После этого ответа он снял с себя штаны и боксеры. У меня полностью перехватило дыхание и я не сдержавшись закусила губу, ощущая как между ног свело еще сильнее. Я видела, что он наблюдает и наслаждается этой реакцией,
Его руки снова нашли мою талию – крепко, уверенно, будто он держал меня за что-то большее, чем тело. Он провёл ладонью вверх, поднимая оставшуюся ткань медленно, будто нарочно замедляя движение, чтобы я чувствовала каждый сантиметр.

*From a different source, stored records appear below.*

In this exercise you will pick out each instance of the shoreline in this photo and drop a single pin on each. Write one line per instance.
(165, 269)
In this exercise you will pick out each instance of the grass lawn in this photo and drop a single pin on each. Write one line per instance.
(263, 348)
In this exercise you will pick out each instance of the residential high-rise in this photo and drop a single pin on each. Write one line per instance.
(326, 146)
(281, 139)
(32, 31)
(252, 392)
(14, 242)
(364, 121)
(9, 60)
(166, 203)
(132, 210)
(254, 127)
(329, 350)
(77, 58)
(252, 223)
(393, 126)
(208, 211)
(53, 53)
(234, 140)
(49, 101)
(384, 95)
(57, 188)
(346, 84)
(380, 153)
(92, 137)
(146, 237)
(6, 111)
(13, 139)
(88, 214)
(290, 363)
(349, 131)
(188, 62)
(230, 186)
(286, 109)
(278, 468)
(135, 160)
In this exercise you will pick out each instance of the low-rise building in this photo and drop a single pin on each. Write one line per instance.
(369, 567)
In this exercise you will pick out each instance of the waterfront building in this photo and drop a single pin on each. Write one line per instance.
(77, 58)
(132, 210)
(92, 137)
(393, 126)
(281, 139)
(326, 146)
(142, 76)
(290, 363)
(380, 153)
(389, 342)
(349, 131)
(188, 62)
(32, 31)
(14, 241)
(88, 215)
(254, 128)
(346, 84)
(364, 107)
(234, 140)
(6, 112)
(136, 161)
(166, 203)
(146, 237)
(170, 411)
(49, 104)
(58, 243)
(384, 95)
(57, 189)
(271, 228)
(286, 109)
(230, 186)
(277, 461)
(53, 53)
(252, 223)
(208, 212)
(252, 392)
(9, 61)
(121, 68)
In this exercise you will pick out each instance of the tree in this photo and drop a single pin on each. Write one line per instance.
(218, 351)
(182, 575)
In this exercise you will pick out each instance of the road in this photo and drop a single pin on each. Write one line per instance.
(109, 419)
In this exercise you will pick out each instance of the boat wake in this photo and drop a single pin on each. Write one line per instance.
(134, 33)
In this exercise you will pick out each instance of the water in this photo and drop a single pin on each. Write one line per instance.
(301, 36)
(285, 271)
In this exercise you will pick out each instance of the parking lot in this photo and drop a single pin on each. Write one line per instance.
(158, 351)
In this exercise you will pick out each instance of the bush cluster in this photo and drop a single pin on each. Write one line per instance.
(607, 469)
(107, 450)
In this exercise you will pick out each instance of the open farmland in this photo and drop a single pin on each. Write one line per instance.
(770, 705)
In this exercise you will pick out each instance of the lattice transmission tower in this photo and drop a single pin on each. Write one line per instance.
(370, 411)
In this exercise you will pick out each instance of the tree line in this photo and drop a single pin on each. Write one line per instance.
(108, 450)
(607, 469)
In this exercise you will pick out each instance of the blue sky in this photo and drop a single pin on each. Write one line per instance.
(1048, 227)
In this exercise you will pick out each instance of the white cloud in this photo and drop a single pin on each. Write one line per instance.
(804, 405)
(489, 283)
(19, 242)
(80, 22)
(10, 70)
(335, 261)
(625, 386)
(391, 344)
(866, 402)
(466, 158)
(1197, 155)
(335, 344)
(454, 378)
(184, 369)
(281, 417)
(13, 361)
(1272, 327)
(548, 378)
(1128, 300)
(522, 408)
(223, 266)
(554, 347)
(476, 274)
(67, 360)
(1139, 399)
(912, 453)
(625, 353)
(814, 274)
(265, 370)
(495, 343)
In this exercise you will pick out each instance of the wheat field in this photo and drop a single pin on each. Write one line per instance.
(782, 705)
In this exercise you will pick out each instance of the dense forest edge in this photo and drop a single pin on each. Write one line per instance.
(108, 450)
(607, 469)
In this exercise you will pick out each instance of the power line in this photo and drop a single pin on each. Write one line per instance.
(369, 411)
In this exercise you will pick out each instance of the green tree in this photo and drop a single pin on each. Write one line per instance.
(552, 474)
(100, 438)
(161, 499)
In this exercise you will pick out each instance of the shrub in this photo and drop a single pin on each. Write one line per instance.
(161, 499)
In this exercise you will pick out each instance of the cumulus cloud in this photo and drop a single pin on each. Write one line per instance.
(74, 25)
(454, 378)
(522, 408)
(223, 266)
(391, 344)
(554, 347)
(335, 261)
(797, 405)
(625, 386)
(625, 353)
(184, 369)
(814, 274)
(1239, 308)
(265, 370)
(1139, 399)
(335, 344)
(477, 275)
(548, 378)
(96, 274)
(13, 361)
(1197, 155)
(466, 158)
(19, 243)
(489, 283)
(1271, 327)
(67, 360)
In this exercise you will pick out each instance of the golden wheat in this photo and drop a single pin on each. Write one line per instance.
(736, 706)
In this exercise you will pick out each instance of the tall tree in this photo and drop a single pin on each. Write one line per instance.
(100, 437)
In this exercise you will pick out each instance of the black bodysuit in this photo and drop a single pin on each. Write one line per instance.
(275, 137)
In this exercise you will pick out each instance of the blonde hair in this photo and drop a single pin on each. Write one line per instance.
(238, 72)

Он смотрел мне в глаза, пока снимал остатки одежды, и в этом взгляде было всё: опасность, желание, признание, против которого он слишком долго боролся.
Все происходящее ощущалось так сильно, что я путалась.
Я была слишком мокрая, когда ощутила его член между своих ног. Но даже не думала смущаться этого. Наоборот наслаждалась тем, каким зверским огнем загорелись его глаза, когда он это почувствовал.
Когда Коул вошел в меня мой мир будто бы разрушился.
Его тело двигалось так уверенно, будто знал, как именно я чувствую и хочу. Каждый его выдох, каждый нажим, каждое движение – грубое и сильное – проходил сквозь меня волной, заставляя терять ориентацию в собственных ощущениях.